I am feeling young today.
But it is not because I have a youthful spring in my step.
Nor am I dazzled by the heady possibilities of a world yet unexplored, the rich potential of a life yet to be lived.
No. I am feeling young like a naughty schoolboy: it’s the end of term and my essay is overdue.
This is vexing. My essay is actually finished but the editor has sent it back with questions: “Where did you find this?” “What is the source for this?” “Is this really true?”
So now I face the aggravating, pernickety work of adding footnotes, checking references and acknowledging sources.
It’s so boring.
But it’s also important. Because unless we do that work, how do we trust what we read? How do we know it’s true?
Happily, not everything needs a footnote to be true.
As Tom no doubt knows, we recognise truth when we hear it in a song. It’s the song we want to hear again.
I’m not sure of the precise relationship between Eranu, Uvavu and the truth, but I know that Vic and Bob know the difference between a truly funny gag and a dud. We laugh at the true one.
True songs and true jokes touch us more deeply than cheap knock-offs because somehow we need the truth.
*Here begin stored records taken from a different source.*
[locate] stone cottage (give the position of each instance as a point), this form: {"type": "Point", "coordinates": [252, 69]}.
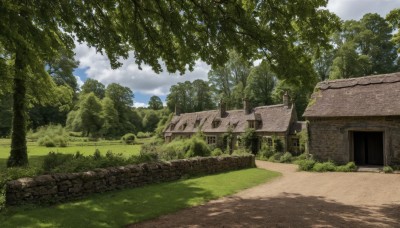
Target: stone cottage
{"type": "Point", "coordinates": [356, 120]}
{"type": "Point", "coordinates": [269, 122]}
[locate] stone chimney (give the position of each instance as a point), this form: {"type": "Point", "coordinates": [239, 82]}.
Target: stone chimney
{"type": "Point", "coordinates": [222, 109]}
{"type": "Point", "coordinates": [177, 110]}
{"type": "Point", "coordinates": [246, 106]}
{"type": "Point", "coordinates": [286, 102]}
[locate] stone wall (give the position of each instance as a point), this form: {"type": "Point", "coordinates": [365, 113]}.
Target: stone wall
{"type": "Point", "coordinates": [61, 187]}
{"type": "Point", "coordinates": [330, 138]}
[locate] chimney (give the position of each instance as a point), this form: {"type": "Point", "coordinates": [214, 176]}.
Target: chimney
{"type": "Point", "coordinates": [286, 99]}
{"type": "Point", "coordinates": [177, 110]}
{"type": "Point", "coordinates": [222, 108]}
{"type": "Point", "coordinates": [246, 106]}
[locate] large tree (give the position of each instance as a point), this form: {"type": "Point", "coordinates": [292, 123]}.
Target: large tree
{"type": "Point", "coordinates": [176, 32]}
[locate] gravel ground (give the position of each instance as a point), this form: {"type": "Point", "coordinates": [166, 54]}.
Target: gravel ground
{"type": "Point", "coordinates": [299, 199]}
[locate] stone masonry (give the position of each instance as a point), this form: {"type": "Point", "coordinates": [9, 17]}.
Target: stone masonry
{"type": "Point", "coordinates": [329, 138]}
{"type": "Point", "coordinates": [62, 187]}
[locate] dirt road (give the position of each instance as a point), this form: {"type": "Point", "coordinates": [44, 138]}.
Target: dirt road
{"type": "Point", "coordinates": [300, 199]}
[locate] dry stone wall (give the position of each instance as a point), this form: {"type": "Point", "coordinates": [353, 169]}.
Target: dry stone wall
{"type": "Point", "coordinates": [62, 187]}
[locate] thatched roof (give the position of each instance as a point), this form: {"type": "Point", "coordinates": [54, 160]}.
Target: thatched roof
{"type": "Point", "coordinates": [377, 95]}
{"type": "Point", "coordinates": [274, 118]}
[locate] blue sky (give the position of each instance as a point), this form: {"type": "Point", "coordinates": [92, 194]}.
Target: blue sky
{"type": "Point", "coordinates": [145, 83]}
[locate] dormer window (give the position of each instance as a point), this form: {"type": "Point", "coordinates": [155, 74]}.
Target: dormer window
{"type": "Point", "coordinates": [216, 123]}
{"type": "Point", "coordinates": [251, 124]}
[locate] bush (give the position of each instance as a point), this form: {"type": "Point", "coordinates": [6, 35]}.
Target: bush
{"type": "Point", "coordinates": [265, 152]}
{"type": "Point", "coordinates": [349, 167]}
{"type": "Point", "coordinates": [387, 169]}
{"type": "Point", "coordinates": [286, 158]}
{"type": "Point", "coordinates": [198, 148]}
{"type": "Point", "coordinates": [306, 165]}
{"type": "Point", "coordinates": [141, 135]}
{"type": "Point", "coordinates": [128, 138]}
{"type": "Point", "coordinates": [217, 152]}
{"type": "Point", "coordinates": [324, 167]}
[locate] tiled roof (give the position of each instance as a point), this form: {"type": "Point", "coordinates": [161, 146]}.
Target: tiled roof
{"type": "Point", "coordinates": [377, 95]}
{"type": "Point", "coordinates": [274, 118]}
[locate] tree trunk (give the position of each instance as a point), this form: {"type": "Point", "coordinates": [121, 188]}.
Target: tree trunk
{"type": "Point", "coordinates": [18, 154]}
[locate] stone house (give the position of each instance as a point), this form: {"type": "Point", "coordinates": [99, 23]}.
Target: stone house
{"type": "Point", "coordinates": [270, 122]}
{"type": "Point", "coordinates": [356, 120]}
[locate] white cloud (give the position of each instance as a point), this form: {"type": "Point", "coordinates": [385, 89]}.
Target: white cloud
{"type": "Point", "coordinates": [144, 81]}
{"type": "Point", "coordinates": [139, 105]}
{"type": "Point", "coordinates": [355, 9]}
{"type": "Point", "coordinates": [79, 81]}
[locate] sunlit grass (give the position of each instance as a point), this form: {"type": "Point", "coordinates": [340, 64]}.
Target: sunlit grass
{"type": "Point", "coordinates": [115, 209]}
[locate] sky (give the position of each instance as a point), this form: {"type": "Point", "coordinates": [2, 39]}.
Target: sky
{"type": "Point", "coordinates": [145, 83]}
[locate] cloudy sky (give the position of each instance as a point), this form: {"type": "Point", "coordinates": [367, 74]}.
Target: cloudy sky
{"type": "Point", "coordinates": [145, 83]}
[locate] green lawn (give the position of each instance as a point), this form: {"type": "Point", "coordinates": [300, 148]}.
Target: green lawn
{"type": "Point", "coordinates": [118, 208]}
{"type": "Point", "coordinates": [36, 153]}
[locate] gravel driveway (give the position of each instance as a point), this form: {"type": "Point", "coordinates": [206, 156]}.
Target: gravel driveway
{"type": "Point", "coordinates": [300, 199]}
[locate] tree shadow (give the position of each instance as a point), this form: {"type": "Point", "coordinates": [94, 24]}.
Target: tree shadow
{"type": "Point", "coordinates": [285, 210]}
{"type": "Point", "coordinates": [111, 209]}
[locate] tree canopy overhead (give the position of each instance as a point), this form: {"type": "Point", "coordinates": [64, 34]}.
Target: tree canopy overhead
{"type": "Point", "coordinates": [175, 32]}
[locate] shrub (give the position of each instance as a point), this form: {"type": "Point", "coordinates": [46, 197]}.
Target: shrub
{"type": "Point", "coordinates": [387, 169]}
{"type": "Point", "coordinates": [265, 152]}
{"type": "Point", "coordinates": [198, 148]}
{"type": "Point", "coordinates": [141, 135]}
{"type": "Point", "coordinates": [286, 158]}
{"type": "Point", "coordinates": [217, 152]}
{"type": "Point", "coordinates": [128, 138]}
{"type": "Point", "coordinates": [306, 165]}
{"type": "Point", "coordinates": [46, 141]}
{"type": "Point", "coordinates": [324, 167]}
{"type": "Point", "coordinates": [349, 167]}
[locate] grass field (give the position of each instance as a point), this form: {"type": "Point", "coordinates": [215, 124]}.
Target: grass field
{"type": "Point", "coordinates": [36, 153]}
{"type": "Point", "coordinates": [118, 208]}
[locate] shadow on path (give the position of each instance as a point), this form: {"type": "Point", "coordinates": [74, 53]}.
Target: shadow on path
{"type": "Point", "coordinates": [285, 210]}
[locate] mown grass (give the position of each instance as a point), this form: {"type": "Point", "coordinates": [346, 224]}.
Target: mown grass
{"type": "Point", "coordinates": [115, 209]}
{"type": "Point", "coordinates": [36, 153]}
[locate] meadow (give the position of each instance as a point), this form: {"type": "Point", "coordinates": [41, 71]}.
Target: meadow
{"type": "Point", "coordinates": [36, 153]}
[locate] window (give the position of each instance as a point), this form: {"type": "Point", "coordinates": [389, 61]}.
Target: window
{"type": "Point", "coordinates": [251, 124]}
{"type": "Point", "coordinates": [211, 140]}
{"type": "Point", "coordinates": [269, 141]}
{"type": "Point", "coordinates": [215, 123]}
{"type": "Point", "coordinates": [295, 142]}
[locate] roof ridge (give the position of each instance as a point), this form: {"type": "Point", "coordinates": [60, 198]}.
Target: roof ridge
{"type": "Point", "coordinates": [366, 80]}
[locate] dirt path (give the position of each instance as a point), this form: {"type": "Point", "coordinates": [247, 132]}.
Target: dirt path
{"type": "Point", "coordinates": [300, 199]}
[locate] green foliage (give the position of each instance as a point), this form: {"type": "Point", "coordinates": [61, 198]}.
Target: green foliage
{"type": "Point", "coordinates": [190, 97]}
{"type": "Point", "coordinates": [328, 166]}
{"type": "Point", "coordinates": [128, 138]}
{"type": "Point", "coordinates": [250, 139]}
{"type": "Point", "coordinates": [183, 194]}
{"type": "Point", "coordinates": [198, 148]}
{"type": "Point", "coordinates": [387, 169]}
{"type": "Point", "coordinates": [142, 135]}
{"type": "Point", "coordinates": [286, 158]}
{"type": "Point", "coordinates": [95, 87]}
{"type": "Point", "coordinates": [306, 165]}
{"type": "Point", "coordinates": [217, 152]}
{"type": "Point", "coordinates": [349, 167]}
{"type": "Point", "coordinates": [155, 103]}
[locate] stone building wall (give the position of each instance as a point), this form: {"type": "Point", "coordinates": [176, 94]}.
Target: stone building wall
{"type": "Point", "coordinates": [330, 138]}
{"type": "Point", "coordinates": [61, 187]}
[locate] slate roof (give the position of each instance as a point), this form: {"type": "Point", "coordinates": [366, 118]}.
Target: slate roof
{"type": "Point", "coordinates": [377, 95]}
{"type": "Point", "coordinates": [274, 118]}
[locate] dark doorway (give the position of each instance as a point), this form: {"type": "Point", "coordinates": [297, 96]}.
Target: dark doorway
{"type": "Point", "coordinates": [368, 148]}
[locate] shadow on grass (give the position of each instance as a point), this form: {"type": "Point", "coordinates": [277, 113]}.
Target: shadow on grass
{"type": "Point", "coordinates": [285, 210]}
{"type": "Point", "coordinates": [113, 209]}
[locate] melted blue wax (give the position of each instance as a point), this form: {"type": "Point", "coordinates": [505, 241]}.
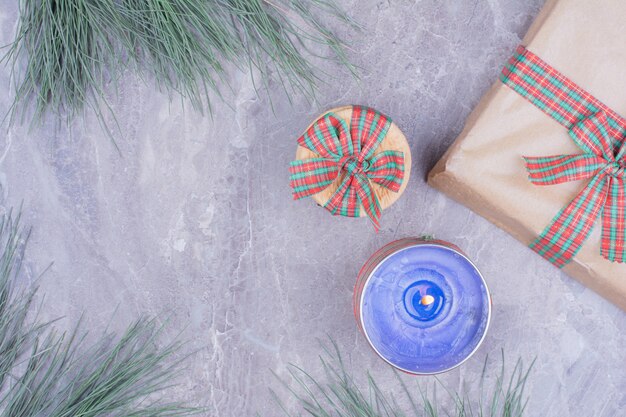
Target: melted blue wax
{"type": "Point", "coordinates": [432, 336]}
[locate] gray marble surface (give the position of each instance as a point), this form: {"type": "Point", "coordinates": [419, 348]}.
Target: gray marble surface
{"type": "Point", "coordinates": [194, 218]}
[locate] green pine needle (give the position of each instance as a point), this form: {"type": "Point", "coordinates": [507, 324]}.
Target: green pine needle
{"type": "Point", "coordinates": [44, 373]}
{"type": "Point", "coordinates": [337, 394]}
{"type": "Point", "coordinates": [75, 48]}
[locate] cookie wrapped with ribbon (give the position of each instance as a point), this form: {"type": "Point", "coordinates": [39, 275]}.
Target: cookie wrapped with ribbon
{"type": "Point", "coordinates": [354, 161]}
{"type": "Point", "coordinates": [543, 155]}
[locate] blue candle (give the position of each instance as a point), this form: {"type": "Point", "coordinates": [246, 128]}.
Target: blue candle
{"type": "Point", "coordinates": [422, 305]}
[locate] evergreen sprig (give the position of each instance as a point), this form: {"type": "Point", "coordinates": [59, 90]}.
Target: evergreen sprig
{"type": "Point", "coordinates": [47, 373]}
{"type": "Point", "coordinates": [75, 48]}
{"type": "Point", "coordinates": [337, 393]}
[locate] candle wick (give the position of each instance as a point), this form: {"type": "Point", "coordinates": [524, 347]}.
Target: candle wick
{"type": "Point", "coordinates": [427, 300]}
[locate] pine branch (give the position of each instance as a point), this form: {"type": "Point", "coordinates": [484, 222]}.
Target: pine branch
{"type": "Point", "coordinates": [337, 394]}
{"type": "Point", "coordinates": [75, 48]}
{"type": "Point", "coordinates": [44, 373]}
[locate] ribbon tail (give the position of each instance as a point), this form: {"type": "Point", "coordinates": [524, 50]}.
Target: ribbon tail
{"type": "Point", "coordinates": [547, 170]}
{"type": "Point", "coordinates": [567, 232]}
{"type": "Point", "coordinates": [387, 169]}
{"type": "Point", "coordinates": [344, 201]}
{"type": "Point", "coordinates": [614, 222]}
{"type": "Point", "coordinates": [368, 199]}
{"type": "Point", "coordinates": [310, 176]}
{"type": "Point", "coordinates": [354, 192]}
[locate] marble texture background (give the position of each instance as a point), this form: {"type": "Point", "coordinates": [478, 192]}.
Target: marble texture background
{"type": "Point", "coordinates": [193, 219]}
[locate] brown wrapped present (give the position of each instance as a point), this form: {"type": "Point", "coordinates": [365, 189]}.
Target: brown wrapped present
{"type": "Point", "coordinates": [485, 169]}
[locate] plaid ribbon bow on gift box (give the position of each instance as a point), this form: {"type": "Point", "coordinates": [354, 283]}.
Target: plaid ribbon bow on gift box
{"type": "Point", "coordinates": [347, 154]}
{"type": "Point", "coordinates": [600, 133]}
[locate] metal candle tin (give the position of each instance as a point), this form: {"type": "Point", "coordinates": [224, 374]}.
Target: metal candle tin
{"type": "Point", "coordinates": [422, 305]}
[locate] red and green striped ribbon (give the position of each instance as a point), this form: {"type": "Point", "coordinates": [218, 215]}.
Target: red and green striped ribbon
{"type": "Point", "coordinates": [347, 152]}
{"type": "Point", "coordinates": [600, 133]}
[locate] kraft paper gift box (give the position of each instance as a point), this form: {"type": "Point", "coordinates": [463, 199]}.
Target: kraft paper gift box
{"type": "Point", "coordinates": [484, 169]}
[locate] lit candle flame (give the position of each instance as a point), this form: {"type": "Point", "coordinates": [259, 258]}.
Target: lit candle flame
{"type": "Point", "coordinates": [427, 300]}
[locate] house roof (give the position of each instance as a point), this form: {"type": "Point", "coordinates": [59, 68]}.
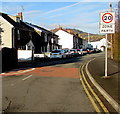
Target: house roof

Yet, weirdly, this time of year, Christmas, looks nothing like the truth. And it’s not just the sheer, gaudy excess of it all.
It’s God – who suddenly, strangely, has become the precise opposite of God: infinitely weak, infinitely small, infinitely insignificant. God as a baby.
And yet Christians believe that this baby, Jesus, is what God truly is, God as the truth of love: generously given, utterly vulnerable, without status or pride, incapable of dishonesty.
It’s why Christmas, for all its tacky, phony excess, still rings true among all the bad songs and unfunny jokes. It’s a reminder of what love can be, even what we can be, given the choice and given the courage.
Now I hope, before Christmas, my essay will be done, trustworthy and ready to print.
Tragically, it has no good gags; but if it did, I could hope for no better feedback than Homer Simpson’s astute and frequently repeated observation:
It’s funny, because it’s true.
Tom Odell and Vic and Bob in the studio.
At first glance, the Christ child in the Portinari Altarpiece by Hugo van der Goes (c.1475, detail above), is barely a footnote in a colossal painting. But although tiny, he is given to us surrounded by golden rays of light, as in the visions of St Bridget, adored by angels, his parents, the shepherds and even the beasts.